Wie ein Ex-Richter Konflikte in Tarifverhandlungen schlichtet und die Arbeitswelt verändert

Liesbeth Kuhl
Liesbeth Kuhl
2 Min.
Zwei Männer, einer sitzend und einer stehend, streiten sich über ein Papier mit Text, was eine formelle Umgebung andeutet.Liesbeth Kuhl

Wie ein Ex-Richter Konflikte in Tarifverhandlungen schlichtet und die Arbeitswelt verändert

Holger Dahl arbeitet seit mehr als zwei Jahrzehnten als Mediator. Seine Karriere begann 2003, nachdem er sein juristisches Staatsexamen abgelegt hatte; später wirkte er als Richter an den Arbeitsgerichten in Frankfurt und Wiesbaden. Seit 2023 kooperiert er zudem mit Die Schlichtung, einem der führenden deutschen Mediationsdienste.

Dahl startete seine Laufbahn in einer internationalen Kanzlei, bevor er sich der Mediation zuwandte. Heute liegt sein Schwerpunkt auf der Schlichtung von Konflikten während Tarifverhandlungen in verschiedenen Branchen. Einen erfolgreichen Kompromiss definiert er als eine Lösung, bei der beide Seiten das Gefühl haben, dass ihre Anliegen berücksichtigt wurden.

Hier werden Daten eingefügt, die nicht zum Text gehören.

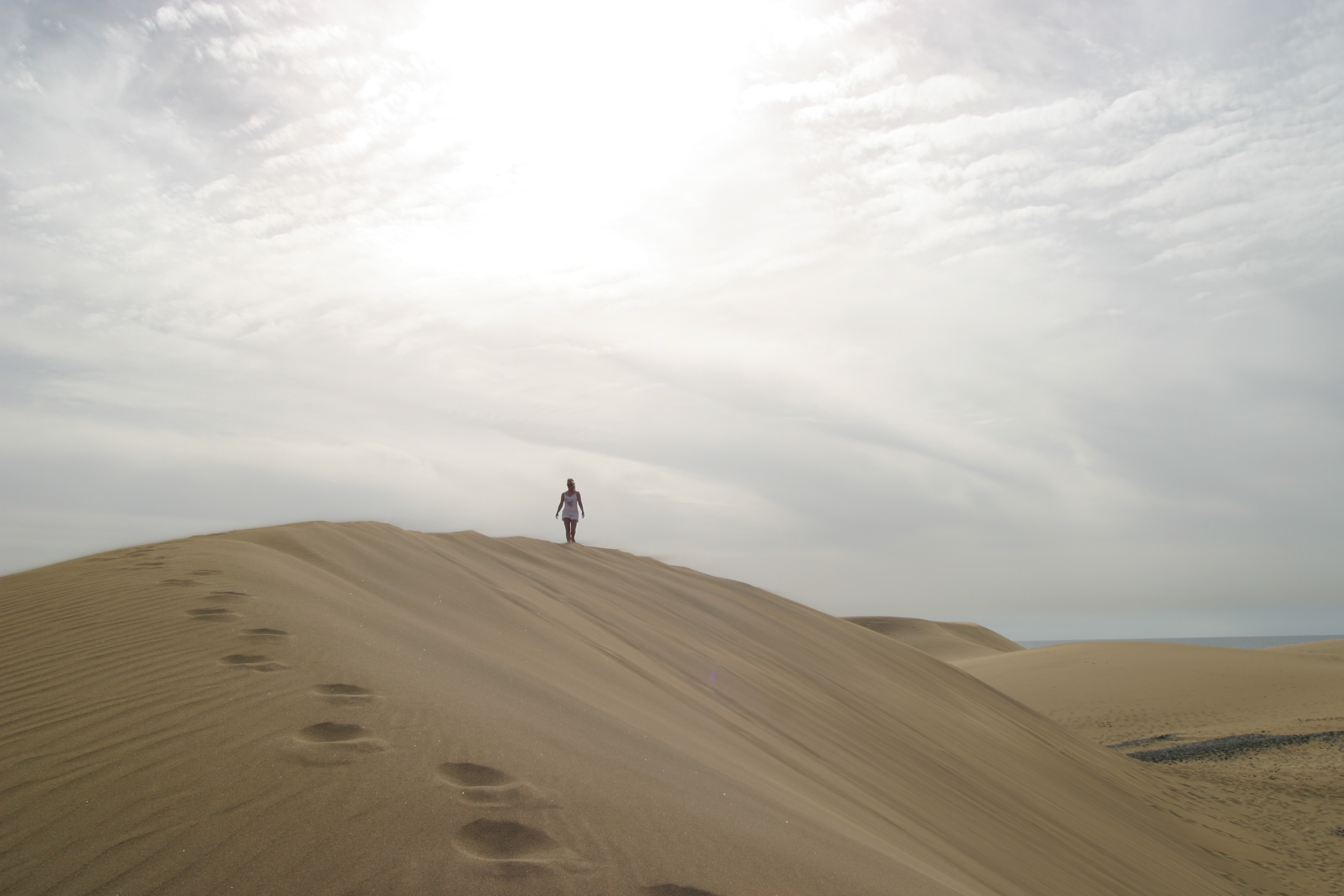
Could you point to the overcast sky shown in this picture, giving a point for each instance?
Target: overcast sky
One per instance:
(1019, 312)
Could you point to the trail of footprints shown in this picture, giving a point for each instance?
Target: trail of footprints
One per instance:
(507, 845)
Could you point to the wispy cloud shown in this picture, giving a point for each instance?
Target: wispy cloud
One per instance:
(892, 307)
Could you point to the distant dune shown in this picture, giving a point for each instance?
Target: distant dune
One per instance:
(1113, 691)
(357, 710)
(949, 641)
(1254, 735)
(1334, 645)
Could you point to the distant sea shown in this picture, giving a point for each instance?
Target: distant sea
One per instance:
(1249, 644)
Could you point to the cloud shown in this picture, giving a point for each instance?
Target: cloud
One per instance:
(888, 307)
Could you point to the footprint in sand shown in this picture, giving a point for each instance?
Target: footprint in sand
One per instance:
(486, 786)
(334, 743)
(507, 841)
(253, 662)
(228, 597)
(218, 614)
(344, 695)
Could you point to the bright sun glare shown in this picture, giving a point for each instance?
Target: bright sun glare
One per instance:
(567, 119)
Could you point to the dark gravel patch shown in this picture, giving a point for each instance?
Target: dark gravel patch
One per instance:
(1140, 742)
(1229, 747)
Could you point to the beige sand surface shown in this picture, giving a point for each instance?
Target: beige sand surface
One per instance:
(1332, 647)
(358, 710)
(949, 641)
(1120, 691)
(1113, 691)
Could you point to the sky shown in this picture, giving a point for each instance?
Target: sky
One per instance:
(1018, 312)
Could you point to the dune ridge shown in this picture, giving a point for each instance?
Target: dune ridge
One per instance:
(949, 641)
(354, 708)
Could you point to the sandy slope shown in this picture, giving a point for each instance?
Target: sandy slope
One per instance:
(1113, 691)
(949, 641)
(1334, 647)
(1121, 691)
(359, 710)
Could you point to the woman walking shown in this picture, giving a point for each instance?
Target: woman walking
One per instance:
(573, 506)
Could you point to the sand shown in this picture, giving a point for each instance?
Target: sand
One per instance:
(949, 641)
(1230, 723)
(359, 710)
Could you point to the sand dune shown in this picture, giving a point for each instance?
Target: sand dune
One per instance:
(1332, 647)
(949, 641)
(1113, 691)
(360, 710)
(1252, 732)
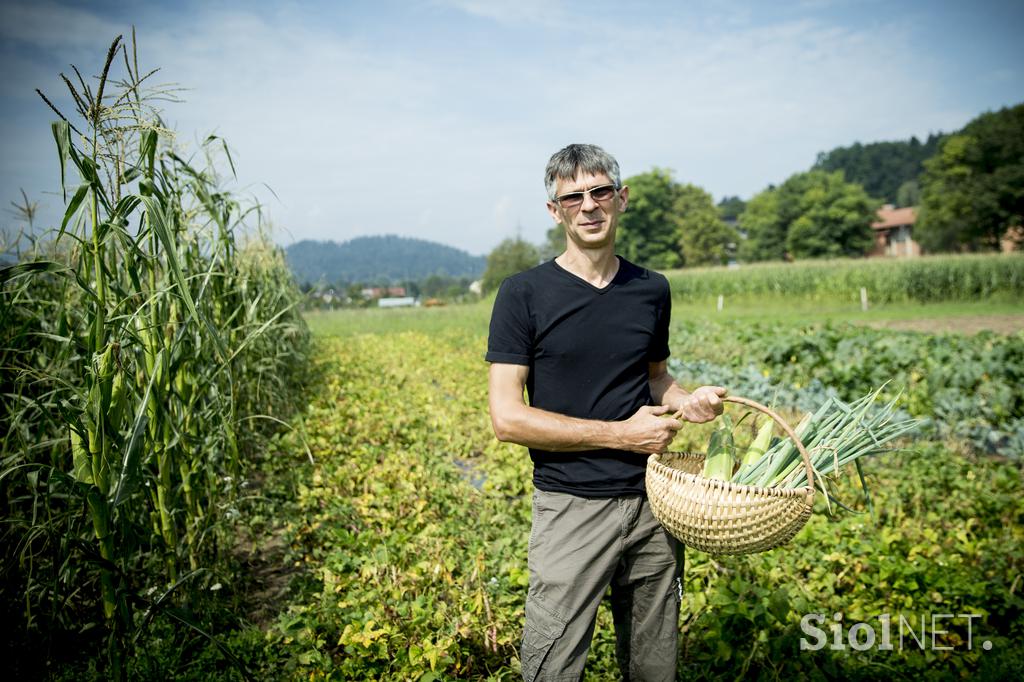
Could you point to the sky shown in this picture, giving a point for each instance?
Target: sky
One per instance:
(434, 119)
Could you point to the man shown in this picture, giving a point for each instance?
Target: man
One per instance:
(587, 335)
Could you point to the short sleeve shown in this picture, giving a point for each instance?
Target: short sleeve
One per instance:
(511, 337)
(659, 343)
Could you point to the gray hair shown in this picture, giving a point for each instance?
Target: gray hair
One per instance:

Das rechtliche Umfeld der Mediation in Deutschland hat sich seit Dahls Einstieg in das Feld gewandelt. Richtungsweisende Urteile des Bundesarbeitsgerichts – etwa die Entscheidung von 2015 zur Mediation bei Umstrukturierungen oder das Urteil von 2022 zur digitalen Streitbeilegung – haben die Praxis geprägt. Auch die Digitalisierung spielt eine Rolle: Plattformen wie das Mediationsportal des BMAS, das 2020 an den Start ging, ermöglichen virtuelle Sitzungen. EU-Richtlinien fördern zudem die grenzüberschreitende Mediation für international tätige Unternehmen.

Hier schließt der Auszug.